Unter anderem, um sich über solche Erfahrungen und den Umgang damit austauschen zu können, brauche es für Gründerinnen spezielle Angebote und Räume wie das GIG7, so Rübelmann. „Unser Fokus liegt ganz stark auf der Möglichkeit, sich zu vernetzen“, sagt sie. Mit der Hoffnung, sich ein Netzwerk aufbauen zu können, ist auch Sophie Baillod vor rund 20 Jahren ins GIG7 eingezogen – sie war eine der ersten Frauen, die sich 2002 in dem neuen Gründerinnenzentrum einmieteten. Die freiberufliche Übersetzerin war schon etwas länger selbstständig, als sie von dem neuen Angebot im Mannheimer Quadrat G7 erfuhr – und begeistert von der Location.
„Die Räumlichkeiten waren genial, alles war wunderschön renoviert“, erinnert sie sich. Sie habe damals zu Hause kein Arbeitszimmer gehabt und sei auf der Suche nach mehr Platz gewesen. Im GIG7 bekam die Übersetzerin für wenig Geld ein eigenes Büro, 15 Quadratmeter, in denen sie in Ruhe arbeiten konnte. „Das hat mir damals wirklich viel gebracht“, erinnert sich Baillod heute.
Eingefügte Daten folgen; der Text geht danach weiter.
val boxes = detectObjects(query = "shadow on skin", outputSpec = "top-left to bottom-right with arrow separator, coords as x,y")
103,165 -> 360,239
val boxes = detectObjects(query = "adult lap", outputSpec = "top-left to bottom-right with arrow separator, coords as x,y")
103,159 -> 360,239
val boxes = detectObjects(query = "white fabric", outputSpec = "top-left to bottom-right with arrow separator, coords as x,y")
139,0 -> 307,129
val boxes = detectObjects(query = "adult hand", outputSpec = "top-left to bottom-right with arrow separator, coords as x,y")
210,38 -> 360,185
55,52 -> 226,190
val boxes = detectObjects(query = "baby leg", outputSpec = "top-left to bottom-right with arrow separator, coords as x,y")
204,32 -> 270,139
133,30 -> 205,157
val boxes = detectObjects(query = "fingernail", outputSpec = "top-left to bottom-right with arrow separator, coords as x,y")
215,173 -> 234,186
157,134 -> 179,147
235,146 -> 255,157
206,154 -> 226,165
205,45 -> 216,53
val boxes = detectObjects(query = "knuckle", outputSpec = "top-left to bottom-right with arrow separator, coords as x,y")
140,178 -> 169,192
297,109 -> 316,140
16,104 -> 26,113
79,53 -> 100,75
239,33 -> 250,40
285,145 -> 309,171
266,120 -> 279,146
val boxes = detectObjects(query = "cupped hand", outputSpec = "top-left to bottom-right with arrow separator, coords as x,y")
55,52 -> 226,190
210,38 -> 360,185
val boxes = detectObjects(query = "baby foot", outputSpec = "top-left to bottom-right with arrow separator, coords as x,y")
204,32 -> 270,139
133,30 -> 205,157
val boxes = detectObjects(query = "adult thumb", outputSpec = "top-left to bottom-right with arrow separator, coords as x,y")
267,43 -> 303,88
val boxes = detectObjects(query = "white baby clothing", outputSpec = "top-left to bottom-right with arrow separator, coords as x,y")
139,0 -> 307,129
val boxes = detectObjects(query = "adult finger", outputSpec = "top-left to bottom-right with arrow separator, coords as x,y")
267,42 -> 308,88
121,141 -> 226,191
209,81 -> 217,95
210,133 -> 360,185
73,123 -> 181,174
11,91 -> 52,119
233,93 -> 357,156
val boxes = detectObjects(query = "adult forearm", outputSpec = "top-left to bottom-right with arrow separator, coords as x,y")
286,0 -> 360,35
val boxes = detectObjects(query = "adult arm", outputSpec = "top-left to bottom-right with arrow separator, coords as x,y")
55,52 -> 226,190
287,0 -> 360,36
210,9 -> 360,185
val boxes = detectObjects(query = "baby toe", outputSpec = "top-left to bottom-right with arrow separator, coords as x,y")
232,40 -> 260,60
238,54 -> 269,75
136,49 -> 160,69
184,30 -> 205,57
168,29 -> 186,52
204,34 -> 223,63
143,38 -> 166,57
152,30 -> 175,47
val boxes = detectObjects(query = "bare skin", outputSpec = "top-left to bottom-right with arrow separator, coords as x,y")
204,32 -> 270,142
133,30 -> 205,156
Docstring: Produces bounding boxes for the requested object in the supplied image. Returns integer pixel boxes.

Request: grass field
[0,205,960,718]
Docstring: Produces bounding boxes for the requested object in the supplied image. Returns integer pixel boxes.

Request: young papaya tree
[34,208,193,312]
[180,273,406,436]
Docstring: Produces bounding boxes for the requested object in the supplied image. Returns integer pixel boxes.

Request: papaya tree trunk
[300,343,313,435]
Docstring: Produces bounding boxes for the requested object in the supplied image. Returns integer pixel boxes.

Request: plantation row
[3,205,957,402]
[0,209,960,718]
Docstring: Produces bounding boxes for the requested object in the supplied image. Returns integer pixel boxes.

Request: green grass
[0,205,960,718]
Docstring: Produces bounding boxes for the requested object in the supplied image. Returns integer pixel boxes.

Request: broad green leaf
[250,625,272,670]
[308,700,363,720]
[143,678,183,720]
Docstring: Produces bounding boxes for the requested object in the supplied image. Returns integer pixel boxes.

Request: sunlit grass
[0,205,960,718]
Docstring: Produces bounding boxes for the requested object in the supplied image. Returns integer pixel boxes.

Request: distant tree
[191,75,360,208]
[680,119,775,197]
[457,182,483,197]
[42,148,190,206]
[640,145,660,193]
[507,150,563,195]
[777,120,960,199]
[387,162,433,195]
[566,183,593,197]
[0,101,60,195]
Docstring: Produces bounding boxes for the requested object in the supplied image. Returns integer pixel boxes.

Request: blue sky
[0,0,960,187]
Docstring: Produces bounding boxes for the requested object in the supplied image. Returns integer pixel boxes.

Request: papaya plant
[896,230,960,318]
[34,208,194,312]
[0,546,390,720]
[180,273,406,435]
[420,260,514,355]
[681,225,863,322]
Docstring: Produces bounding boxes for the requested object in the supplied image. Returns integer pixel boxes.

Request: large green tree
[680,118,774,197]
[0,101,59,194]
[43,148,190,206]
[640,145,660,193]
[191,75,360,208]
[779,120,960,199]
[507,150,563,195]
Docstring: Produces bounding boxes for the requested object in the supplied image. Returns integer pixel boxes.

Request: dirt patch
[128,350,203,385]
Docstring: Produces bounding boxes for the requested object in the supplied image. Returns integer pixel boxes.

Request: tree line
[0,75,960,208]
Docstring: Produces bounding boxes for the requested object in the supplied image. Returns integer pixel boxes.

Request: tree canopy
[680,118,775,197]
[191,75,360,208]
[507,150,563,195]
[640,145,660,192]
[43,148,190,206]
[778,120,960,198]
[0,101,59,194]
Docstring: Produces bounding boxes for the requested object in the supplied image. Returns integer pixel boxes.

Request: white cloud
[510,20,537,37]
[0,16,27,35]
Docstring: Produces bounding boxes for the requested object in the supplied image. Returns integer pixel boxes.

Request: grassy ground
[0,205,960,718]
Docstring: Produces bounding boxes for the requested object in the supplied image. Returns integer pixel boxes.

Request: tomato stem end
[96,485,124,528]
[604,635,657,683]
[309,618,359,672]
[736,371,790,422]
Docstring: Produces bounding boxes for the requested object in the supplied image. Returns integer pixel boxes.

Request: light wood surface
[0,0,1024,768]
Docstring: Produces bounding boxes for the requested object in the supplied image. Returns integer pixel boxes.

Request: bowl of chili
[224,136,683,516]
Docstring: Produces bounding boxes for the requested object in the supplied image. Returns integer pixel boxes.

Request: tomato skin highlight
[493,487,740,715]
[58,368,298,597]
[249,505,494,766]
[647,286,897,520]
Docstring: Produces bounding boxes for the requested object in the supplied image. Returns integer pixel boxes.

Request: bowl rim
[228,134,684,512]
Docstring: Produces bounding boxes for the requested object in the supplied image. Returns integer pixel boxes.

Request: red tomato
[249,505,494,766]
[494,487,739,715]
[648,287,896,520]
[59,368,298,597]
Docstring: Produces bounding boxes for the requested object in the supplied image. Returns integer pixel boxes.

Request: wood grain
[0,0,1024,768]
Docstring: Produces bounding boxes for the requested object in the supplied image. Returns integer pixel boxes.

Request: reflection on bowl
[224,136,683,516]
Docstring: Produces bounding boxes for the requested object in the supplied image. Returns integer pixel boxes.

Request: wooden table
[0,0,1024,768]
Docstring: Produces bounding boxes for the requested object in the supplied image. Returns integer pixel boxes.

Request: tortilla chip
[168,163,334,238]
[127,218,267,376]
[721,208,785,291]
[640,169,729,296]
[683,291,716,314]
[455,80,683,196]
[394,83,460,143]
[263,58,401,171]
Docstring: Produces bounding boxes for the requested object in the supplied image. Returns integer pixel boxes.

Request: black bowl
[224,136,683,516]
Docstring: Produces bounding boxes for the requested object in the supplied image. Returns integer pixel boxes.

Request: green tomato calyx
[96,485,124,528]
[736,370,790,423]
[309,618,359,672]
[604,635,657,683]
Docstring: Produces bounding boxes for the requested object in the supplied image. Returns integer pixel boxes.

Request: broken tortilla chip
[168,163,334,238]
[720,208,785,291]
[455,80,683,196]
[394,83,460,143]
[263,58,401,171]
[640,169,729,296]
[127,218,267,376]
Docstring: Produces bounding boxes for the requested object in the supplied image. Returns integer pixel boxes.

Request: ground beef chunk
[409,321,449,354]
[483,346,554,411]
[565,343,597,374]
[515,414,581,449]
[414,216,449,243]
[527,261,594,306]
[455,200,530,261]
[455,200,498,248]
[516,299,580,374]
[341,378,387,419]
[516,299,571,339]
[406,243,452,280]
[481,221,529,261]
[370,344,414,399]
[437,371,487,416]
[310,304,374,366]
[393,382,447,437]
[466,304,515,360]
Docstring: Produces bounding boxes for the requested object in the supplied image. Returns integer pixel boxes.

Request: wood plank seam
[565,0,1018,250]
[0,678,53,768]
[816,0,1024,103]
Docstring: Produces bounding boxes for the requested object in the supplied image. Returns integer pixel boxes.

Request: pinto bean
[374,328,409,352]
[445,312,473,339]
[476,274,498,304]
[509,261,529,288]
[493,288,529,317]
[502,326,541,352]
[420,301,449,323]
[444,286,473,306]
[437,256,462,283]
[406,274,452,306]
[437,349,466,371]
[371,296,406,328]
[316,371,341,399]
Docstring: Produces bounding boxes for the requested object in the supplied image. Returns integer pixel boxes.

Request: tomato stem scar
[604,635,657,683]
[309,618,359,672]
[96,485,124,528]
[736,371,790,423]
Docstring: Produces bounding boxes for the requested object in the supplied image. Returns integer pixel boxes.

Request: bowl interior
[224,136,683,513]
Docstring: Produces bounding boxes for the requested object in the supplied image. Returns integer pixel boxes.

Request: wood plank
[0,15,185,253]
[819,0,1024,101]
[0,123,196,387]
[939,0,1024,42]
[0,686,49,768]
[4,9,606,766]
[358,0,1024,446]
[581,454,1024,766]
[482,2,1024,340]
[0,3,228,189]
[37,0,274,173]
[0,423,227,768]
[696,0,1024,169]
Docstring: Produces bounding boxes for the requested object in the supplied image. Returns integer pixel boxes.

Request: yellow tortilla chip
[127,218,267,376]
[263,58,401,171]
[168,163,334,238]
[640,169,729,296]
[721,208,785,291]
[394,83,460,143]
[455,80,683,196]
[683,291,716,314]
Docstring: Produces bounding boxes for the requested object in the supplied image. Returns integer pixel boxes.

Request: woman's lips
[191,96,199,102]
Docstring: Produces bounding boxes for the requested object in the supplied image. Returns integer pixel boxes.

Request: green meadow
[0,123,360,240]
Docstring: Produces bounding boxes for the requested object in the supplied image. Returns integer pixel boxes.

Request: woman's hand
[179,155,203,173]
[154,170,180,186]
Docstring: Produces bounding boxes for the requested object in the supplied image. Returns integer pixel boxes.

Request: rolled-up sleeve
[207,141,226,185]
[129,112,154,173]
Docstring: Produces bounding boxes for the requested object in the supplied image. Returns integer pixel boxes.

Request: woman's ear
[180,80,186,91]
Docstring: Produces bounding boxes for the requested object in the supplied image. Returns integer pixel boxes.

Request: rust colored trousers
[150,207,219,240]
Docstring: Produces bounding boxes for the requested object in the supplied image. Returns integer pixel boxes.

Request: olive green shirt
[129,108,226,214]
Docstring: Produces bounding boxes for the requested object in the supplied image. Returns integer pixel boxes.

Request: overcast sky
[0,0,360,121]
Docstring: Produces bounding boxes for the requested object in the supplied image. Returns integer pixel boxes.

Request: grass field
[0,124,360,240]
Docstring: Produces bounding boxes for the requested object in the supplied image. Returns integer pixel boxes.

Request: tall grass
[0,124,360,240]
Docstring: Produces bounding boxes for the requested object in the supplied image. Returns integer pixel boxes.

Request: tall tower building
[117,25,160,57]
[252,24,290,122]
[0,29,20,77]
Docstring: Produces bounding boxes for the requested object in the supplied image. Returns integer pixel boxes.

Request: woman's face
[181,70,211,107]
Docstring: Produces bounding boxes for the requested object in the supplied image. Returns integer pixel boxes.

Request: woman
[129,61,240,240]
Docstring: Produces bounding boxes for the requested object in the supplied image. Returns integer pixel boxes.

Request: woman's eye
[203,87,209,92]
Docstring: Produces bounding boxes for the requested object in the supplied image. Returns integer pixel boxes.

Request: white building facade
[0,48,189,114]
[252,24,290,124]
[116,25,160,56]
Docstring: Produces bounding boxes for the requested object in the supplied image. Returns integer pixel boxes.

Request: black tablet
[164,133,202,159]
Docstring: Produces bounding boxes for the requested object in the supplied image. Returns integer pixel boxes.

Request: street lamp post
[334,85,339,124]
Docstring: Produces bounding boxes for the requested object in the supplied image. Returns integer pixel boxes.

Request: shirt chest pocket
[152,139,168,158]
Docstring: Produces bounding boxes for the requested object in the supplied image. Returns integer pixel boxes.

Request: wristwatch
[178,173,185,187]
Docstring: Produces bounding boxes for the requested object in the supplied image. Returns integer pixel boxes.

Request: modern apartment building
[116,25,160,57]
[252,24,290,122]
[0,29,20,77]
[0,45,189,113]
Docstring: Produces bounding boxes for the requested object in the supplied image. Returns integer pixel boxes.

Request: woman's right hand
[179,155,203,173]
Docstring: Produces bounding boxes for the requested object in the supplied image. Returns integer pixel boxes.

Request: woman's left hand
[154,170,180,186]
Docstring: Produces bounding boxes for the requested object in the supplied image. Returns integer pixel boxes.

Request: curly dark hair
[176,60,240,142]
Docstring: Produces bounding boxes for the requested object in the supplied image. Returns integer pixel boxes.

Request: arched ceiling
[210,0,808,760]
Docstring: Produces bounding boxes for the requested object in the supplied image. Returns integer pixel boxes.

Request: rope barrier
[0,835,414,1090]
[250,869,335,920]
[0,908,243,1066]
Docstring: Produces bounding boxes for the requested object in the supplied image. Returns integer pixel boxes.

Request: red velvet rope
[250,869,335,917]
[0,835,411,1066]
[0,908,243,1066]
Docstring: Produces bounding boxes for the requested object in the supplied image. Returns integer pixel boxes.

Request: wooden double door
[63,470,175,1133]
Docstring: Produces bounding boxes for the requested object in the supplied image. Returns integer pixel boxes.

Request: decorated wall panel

Die Aufbruchstimmung und den regen Austausch mit anderen Gründerinnen, den sie sich eigentlich auch erhofft hatte, fand die Übersetzerin in dem Zentrum zumindest in der Anfangszeit allerdings nicht. „Das war deutlich weniger, als ich es erwartet hatte. Aber damals war es auch noch nicht so selbstverständlich wie heute, zusammenzuarbeiten“, glaubt die Übersetzerin.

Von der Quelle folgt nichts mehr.